THOMAS KULHAWIK: The Taser has proven to be a tremendous tool because the officer and the suspect neither are usually injured.
WANG: That was Norwalk Police Chief Thomas Kulhawik. But he admits Tasers can be abused and sometimes even result in deaths. Police use stun guns against suspects who show what cops consider threatening and resistant behavior. The shock can get them to follow orders. Kulhawik says Tasers can level the playing field for police.
KULHAWIK: You're not depending just on size and strength in order to arrest someone, even a small-statured officer against a larger individual can still have the Taser as a tool to use to gain compliance.
WANG: The new report shows that Tasers were used more than 600 times last year. Ken Barone a researcher at Central Connecticut State University co-wrote the report and found racial disparities. He found that black men were about three times more likely to be tased than simply warned. For Latino men, it was more than 40 percent more likely to be tased than warned, and for white men the chances of being tased or warned were about the same.
KEN BARONE: Some of this might be driven by the fact that those departments that submitted the most Taser reports are larger, more diverse cities.

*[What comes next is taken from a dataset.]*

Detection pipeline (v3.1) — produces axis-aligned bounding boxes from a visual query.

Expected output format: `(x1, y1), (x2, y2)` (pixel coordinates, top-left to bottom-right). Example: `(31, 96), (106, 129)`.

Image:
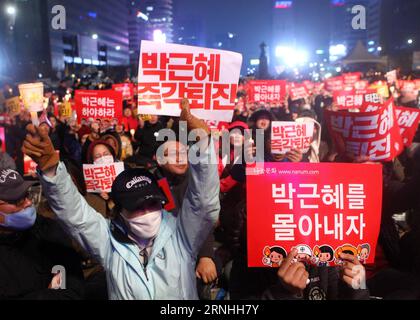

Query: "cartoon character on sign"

WANG: Barone says researchers need more time to figure out what's driving these racial disparities. And there was another trend that stood out.
BARONE: Nearly one-third of all Taser incidents involved a person that the officer believed to be emotionally disturbed.
WANG: Taser International warns against using its stun guns on people experiencing psychiatric crisis or on children. Today's report found that nine of those tased last year were under 18. All the report's information came from forms cops are required to fill out every time they pull out a Taser.
But there were cases of underreporting. For example, the Hartford Police Department did not report a man who died after he was tasered last year until researchers followed up. Deputy Chief Brian Foley says Hartford police is trying to improve their reporting for Tasers.
BRIAN FOLEY: The infrastructure's not there. There's no way to track it. And that's our goal is to get it back and have it on camera - be it on Taser camera or on body camera - any time it's used.
WANG: Video recording of police using Tasers may be a ways off for many departments. In the meantime, Wilson Ramos says that goal and this new report gives him some hope. His brother Jose Maldonado died in a jail cell after police tased him more than two years ago.
WILSON RAMOS: If this is a step forward so we can avoid someone else dying, then I'm glad it's in place. But as far as for me, I - you know, nothing's going to take back that moment. I'm not going to get my brother back.
WANG: The Hartford Police Department has said that Maldonado was combative after he was arrested for punching a car window while intoxicated. Ramos has filed a federal lawsuit against the department.
RAMOS: Due to the mandatory reporting now I think it's going to come to light that these things get used more often than they should for situations that don't warrant it.
WANG: How often that actually is in Connecticut, researchers say for now they don't know. California recently passed a law requiring police to report Taser incidents that seriously injure or kill people. But there are no similar laws in other states or at the federal level. Researchers in Connecticut say they hope their state will serve as a model for the rest of the country on tracking Tasers. Hansi Lo Wang, NPR News.